I love to use pesto as a base for pizza, especially in the summer. Few things give me more pleasure than shearing my basil plants (Fred has recovered from his confined-to-a-pot days and is loving all the room he has to stretch his roots, for those of you who had met him when he wasn’t looking so hot), bringing the green stuff inside, and pulling the leaves off the stems. It fills the kitchen with a wonderful aroma!

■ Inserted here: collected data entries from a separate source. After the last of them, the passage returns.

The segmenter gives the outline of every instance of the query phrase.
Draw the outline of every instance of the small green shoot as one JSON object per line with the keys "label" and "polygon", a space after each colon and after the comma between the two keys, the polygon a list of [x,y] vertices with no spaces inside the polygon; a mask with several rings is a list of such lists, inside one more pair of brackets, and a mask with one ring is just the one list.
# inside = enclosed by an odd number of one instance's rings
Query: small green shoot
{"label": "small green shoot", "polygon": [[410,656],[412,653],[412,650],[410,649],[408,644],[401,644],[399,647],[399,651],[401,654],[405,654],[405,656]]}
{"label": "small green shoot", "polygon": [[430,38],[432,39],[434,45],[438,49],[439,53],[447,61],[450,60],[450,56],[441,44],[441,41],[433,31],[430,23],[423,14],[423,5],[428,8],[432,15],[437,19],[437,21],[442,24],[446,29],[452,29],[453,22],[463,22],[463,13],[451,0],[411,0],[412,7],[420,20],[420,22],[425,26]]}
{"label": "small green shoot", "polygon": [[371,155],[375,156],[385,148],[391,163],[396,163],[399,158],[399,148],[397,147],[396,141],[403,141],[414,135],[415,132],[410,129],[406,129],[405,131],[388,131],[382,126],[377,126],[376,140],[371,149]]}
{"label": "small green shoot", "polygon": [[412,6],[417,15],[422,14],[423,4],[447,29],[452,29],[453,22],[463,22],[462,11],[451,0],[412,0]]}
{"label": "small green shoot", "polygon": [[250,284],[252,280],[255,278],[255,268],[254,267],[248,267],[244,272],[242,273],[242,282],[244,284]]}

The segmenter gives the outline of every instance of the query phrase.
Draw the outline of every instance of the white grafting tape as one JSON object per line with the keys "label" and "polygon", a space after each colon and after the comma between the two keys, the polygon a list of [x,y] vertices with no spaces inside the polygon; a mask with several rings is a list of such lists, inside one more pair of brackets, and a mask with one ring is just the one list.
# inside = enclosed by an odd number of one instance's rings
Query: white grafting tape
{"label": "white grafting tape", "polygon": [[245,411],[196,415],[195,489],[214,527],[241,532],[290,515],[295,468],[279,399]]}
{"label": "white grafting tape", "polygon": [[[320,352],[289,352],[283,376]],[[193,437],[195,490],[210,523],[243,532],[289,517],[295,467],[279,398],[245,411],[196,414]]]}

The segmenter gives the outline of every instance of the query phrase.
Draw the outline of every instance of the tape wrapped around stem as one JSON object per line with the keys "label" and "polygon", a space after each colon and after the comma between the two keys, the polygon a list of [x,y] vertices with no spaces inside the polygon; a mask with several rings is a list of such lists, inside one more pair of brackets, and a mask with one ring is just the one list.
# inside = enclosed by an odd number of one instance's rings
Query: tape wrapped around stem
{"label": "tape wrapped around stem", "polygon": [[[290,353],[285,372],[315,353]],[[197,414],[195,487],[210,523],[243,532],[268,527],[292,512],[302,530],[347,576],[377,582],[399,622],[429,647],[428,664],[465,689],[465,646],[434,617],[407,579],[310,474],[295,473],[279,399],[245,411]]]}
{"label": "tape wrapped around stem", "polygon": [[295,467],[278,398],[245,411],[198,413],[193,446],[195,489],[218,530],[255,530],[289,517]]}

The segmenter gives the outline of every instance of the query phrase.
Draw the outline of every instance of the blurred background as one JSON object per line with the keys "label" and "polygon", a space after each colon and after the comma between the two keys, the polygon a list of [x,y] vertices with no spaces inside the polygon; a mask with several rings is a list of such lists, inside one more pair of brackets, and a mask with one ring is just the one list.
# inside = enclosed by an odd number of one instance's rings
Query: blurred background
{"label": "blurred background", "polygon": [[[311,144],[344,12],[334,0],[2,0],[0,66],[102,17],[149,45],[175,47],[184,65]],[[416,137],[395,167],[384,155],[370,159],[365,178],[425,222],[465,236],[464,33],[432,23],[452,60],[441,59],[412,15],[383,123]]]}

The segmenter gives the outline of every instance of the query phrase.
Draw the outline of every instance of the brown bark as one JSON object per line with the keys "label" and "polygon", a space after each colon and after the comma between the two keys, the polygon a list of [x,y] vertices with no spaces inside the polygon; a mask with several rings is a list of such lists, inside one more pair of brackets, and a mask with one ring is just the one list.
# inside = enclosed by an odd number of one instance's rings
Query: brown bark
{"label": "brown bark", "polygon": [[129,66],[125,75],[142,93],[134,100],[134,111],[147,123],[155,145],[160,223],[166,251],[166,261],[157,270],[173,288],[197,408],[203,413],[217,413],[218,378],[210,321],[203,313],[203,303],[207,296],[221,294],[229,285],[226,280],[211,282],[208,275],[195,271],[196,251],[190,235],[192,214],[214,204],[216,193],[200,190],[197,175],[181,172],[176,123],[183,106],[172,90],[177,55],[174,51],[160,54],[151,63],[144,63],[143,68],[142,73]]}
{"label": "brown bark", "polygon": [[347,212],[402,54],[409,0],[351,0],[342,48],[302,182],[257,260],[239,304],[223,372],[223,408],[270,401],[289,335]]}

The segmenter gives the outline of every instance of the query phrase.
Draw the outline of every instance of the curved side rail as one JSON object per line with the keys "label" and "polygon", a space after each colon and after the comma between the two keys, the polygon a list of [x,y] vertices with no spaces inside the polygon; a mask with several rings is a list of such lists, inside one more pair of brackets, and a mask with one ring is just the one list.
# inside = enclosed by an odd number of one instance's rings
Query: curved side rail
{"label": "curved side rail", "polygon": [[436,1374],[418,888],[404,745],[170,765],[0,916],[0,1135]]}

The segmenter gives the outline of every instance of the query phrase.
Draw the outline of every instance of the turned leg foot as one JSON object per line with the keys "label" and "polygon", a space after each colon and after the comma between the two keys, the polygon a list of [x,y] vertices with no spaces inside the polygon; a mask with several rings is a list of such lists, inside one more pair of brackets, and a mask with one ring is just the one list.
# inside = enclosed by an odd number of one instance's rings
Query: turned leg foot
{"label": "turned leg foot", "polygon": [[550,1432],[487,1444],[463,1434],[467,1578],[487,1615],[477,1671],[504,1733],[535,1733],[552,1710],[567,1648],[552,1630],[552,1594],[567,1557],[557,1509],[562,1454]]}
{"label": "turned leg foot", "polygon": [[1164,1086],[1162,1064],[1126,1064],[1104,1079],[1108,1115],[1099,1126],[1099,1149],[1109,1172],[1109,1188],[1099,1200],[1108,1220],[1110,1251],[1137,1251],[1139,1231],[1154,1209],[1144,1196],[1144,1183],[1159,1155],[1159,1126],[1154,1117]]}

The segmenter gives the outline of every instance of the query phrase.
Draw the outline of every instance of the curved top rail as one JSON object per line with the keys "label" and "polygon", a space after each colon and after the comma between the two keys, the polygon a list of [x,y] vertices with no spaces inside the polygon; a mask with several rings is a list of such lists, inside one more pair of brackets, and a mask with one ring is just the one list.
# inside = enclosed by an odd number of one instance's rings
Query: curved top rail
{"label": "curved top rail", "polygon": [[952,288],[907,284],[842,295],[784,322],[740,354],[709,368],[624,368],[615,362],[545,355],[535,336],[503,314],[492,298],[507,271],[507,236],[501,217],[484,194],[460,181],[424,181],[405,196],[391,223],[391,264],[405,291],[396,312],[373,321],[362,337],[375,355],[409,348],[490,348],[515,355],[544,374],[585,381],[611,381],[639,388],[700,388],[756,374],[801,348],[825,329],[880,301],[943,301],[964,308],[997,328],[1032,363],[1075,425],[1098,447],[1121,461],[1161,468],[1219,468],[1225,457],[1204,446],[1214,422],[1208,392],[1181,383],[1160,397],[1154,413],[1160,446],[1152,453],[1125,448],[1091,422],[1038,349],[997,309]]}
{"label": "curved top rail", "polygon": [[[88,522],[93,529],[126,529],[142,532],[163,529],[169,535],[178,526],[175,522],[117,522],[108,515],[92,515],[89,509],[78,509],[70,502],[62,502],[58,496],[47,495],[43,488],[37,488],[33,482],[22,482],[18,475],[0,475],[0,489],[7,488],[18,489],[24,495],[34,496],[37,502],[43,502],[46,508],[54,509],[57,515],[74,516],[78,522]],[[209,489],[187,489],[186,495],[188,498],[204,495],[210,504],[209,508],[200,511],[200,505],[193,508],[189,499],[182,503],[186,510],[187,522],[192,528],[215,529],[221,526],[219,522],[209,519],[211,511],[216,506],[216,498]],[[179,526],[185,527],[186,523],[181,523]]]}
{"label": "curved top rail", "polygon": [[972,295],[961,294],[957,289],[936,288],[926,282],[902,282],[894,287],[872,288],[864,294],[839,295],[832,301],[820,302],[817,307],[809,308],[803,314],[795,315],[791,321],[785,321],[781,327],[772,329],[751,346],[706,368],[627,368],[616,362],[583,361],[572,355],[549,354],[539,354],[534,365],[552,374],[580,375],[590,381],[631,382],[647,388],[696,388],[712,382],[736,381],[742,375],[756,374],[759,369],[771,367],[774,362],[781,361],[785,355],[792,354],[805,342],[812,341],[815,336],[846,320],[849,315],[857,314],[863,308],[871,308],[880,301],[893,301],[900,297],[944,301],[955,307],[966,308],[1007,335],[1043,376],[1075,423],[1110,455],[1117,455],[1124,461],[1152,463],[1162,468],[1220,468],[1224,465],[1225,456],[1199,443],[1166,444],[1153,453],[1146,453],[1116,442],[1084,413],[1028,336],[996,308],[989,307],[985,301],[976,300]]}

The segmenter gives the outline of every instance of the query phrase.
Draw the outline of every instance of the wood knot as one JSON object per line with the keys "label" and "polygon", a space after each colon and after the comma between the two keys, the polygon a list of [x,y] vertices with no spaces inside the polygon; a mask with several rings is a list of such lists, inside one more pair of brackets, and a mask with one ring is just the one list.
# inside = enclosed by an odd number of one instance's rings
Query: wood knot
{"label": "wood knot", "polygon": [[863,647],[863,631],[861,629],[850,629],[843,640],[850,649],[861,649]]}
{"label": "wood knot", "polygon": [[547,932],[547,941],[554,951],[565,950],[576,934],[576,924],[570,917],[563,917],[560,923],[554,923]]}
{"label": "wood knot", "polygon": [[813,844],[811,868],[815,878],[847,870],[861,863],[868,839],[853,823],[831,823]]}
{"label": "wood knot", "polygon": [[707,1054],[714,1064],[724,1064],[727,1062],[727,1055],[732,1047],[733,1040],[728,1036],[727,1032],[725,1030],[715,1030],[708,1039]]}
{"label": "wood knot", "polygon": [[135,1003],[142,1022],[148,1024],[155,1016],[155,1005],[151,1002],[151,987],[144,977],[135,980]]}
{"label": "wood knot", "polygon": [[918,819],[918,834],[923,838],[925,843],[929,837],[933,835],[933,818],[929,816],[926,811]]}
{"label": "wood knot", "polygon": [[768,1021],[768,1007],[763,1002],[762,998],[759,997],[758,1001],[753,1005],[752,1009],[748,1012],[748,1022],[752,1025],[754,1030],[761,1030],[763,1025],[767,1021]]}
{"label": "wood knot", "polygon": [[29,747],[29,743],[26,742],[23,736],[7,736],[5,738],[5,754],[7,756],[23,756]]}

Whole unpeeled garlic cloves toast on the stove
Nikon D50

The only problem with fresh pesto is that it’s really easy to overdo it on the garlic, especially if you’re like me and habitually triple – at a minimum – the amount of the tasty stuff called for in a recipe. Luckily, I ran across a technique with which you toast the unpeeled garlic cloves on the stove to mellow out that bite it’s known for. It works like a charm and I no longer have to work about whether or not I’m going to OD on garlic. You just have to make sure to toast up enough so that you have extra to put on top of the pizza!

It's done!!!
Nikon D50

The only thing left to do is to load it up with other high-quality ingredients. Once you’ve done all of this, you’ll have created a pizza night to remember!

It's done!!!
Nikon D50

Chicken pesto pizza
Pesto recipe modified from July 1996 Cook’s Illustrated. Pizza concept is a Jitterbean Original.
Serves 2-3

Half of the pizza dough recipe from “Pizza Margherita, take due
1/4 cup plus two tablespoons pine nuts
7 medium garlic cloves, shed of excess papery skin but not completely peeled
2 cups lightly packed fresh basil leaves
2 tablespoons extra-virgin olive oil
1/4 cup freshly grated Parmesan cheese
8oz fresh high-quality mozzarella cheese, preferably mozzarella di bufala, pinched off into small chunks
6oz leftover roasted chicken, torn, shredded, or cut into small pieces
1/4 cup julienned sun-dried tomatoes
Half of a 6oz jar of artichoke hearts, rinsed, drained, and chopped
For the pesto:

Toast the nuts in a small, heavy skillet over medium heat, stirring frequently, until just golden and fragrant, about 5 minutes; set aside, separating the 1/4 cup from the 2 tablespoons. Add the garlic to the empty skillet and toast over medium heat, shaking the pan occasionally, until fragrant and the color of the cloves deepens slightly, about 7 minutes. Let the garlic cool slightly, then peel, and chop, separating three cloves from the other four.

For the pizza:

Process 1/4 cup of the nuts, 3 cloves of the garlic, basil, and oil, in a food processor until smooth, stopping as necessary to scrape down the sides of the bowl, about 1 minute. Stir in the Parmesan and season with salt and pepper to taste.
Prepare the dough as specified through step four. If the dough will not stretch and stay at your desired diameter and thickness, cover it with a damp kitchen towel and let the dough rest for 20 minutes. Once the dough is ready, sprinkle cornmeal or semolina flour on a pizza peel and put the dough on it.
Fold over the edges of the dough to form the end of the crust. Spread the pesto in an even layer over the dough and top with the mozzarella. Follow with the chicken, sun-dried tomatoes, artichoke hearts, 2 tablespoons of pine nuts, and four chopped garlic cloves.
Using a rapid jerking motion, transfer the pizza from the peel to the baking stone and bake for 10 minutes, or until the crust and cheese are browned. Remove from the oven, cool slightly, and serve.